Bir gece yarısı mı yoksa, günün sabaha kavuştuğu yerde mi, yoksa, güneşin tüm sevecenliğiyle ısıtıp sardığı gün ortasında mı olur; merhaba dersiniz hayata.
Gözleriniz kapalı, avucunuz yumuk, içinde bir hayatla. Önce havayı hisseder, sonra bir başına ve savunmasızlığı duyumsarsınız, Biraz dinlenip de kendinize geldiğinizde, gülen bir meleğin ısrarla doyurmaya uğraştığını fark edersiniz sizi. Aradan günler geçer, ışığı fark edersiniz, çokta seversiniz.
Kamaşıp da gözleriniz, yorulunca ışığa bakmaktan ve uyuklamaya başladığınızda, karanlığı seversiniz. Bin bir yıldızlarıyla, mehtabıyla, denizde yakamozlarıyla, yakamozlar arasında dizelerle, dizelere bandırılmış düşlerle çıkageldiğinde. Tatlı bir düşe yatarsınız. Sonra uyanırsınız ışığa susamış, sarı güneşi görürsünüz, sonra tüm sarıları, içinize bir sevinç bir aydınlık dolar.
“Sonra yerde sürünmeye emeklemeye başlarsınız.”
Yerin dizlerinizi acıttığını, çizdiğini fark edersiniz. Ama sürünmeyi de yeri de seversiniz. Sonra ayağa kalkarsınız. “Ayakta durmak…”
Hem de kendi ayakları üzerinde durmak hoştur. Koşmak, oynamak, sevdiğine gidip sarılmak ne güzeldir. Bunu da seversiniz.
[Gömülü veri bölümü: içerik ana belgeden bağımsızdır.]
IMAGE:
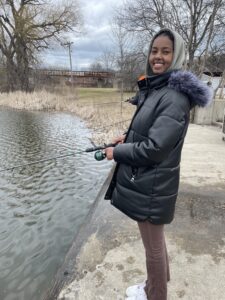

Sonra, küçücük küçücük kendiniz gibi afacanlar gelir. Kimine kardeş, kimine arkadaş dediğiniz… Sonra büyükler gelir, sizi kucaklayıp sarmak, o şirin yanaklarınızdan busecikler, makaslar almak isteyen… Onları da seversiniz.
Sonra büyüdünüz diye, sizi hayatı öğrenin diye okula gönderirler. “Kitapları görürsünüz.” Kalemi, öğretmeni karatahtayı hepsini seversiniz. Sonra kızları oğlanları fark edersiniz. Size hiç benzemezler. Ama hepsi ayrı ayrı güzeldirler.
Hiç ön koşulsuz seversiniz ve ilk aşk mektubunuzu yazmaya koyulursunuz, sizle benzeş olmayana. Dudaklarınızda türkünüz, yüreğinizde şiir olur dökülür boşluğa. Sonra kıtaları görür, öğrenirsiniz, Sonra yalçın dağları, dağlarda pınarları… “Pınar yolunda çimleri, çimler arasında kır çiçeklerini…”
Bir pınarın ayağına yaslanmış dereciği. Bir dereciğe bağlanmış ırmakları. Sonra aşk dolu kucağında ummanın bir nehri. Hepsi farklıdır birbirinden, ama bu hiçbir zaman sizin onları sevmenize engel olmamıştır.
“İşte biz de dokunarak, parmak uçlarımızın titrek sinirlerinde sıcaklığınızı…”
Teninizdeki ışıltılı parlaklığı…
Sesinizde ki billurluğu…
Dilinizdeki tatlılığı fark ettik.
“Ya siz?” “Siz, bizi fark ettiniz mi?”